The USDA’s June WASDE was clearly bullish for the corn market, with US corn output cut by more than expected, following delayed plantings. Given expectations for drawdowns in stock this year and next, we remain constructive on CBOT corn.

Planting delays

Heading into 2019 US plantings, many in the market had a bearish outlook for corn, with the US planted area set to increase as farmers switch from soybean to corn as a result of the ongoing trade war and the Chinese-imposed tariffs on US soybeans. However, looking at the price chart, it is clear that this has not gone to plan, with corn prices having rallied as much as 27% since early May. Heavy rainfall in the US Midwest has meant that farmers have struggled to plant corn in a timely manner, with plantings lagging significantly behind historic norms. These late plantings do raise concerns over yields for the 2019/20 crop, and in this week’s WASDE report the USDA took the opportunity to slash its yield forecast from 176 bu/acre to 166 bu/acre, leaving it well below the 5 year average of 173 bu/acre. This has seen their production estimate for the season fall from 15.03b bushels to 13.68b bushels- a more significant reduction than most were expecting in the lead up to the release, and if realized would also mean that the US will see its smallest corn harvest since 2015/16.

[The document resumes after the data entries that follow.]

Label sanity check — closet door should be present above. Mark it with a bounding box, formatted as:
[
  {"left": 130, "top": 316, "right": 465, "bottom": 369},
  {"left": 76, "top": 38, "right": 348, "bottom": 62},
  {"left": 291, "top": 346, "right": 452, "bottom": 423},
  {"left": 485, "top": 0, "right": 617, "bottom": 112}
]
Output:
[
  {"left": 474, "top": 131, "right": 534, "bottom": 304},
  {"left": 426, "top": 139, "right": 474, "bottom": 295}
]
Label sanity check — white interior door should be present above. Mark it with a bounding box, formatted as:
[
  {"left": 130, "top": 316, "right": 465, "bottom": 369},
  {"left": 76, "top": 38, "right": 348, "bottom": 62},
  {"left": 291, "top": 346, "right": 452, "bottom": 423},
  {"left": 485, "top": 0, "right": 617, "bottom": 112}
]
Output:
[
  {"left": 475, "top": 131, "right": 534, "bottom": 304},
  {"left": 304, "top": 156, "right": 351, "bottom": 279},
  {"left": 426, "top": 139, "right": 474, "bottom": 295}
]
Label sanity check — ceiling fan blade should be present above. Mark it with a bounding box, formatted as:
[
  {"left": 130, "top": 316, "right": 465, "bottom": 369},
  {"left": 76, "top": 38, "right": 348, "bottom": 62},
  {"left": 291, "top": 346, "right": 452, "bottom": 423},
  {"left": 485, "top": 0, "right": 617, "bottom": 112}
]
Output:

US percent of normal precipitation

Source: NOAA

US corn planting progress (%)

Source: USDA, ING Research

Tightening balance

A smaller US harvest does mean that domestic ending stocks are set to decline quite substantially over the 2019/20 marketing year. The USDA is forecasting that we go into 19/20 with 2,195m bushels of stock, however, expect that stocks will end the season at 1,675m bushels, the lowest since the 2013/14 season. Looking at the stocks-to-use ratio it is forecast to end the 19/20 season at just 13.8%, down from an estimated 18% in the current season, and the lowest STU since the 13/14 season.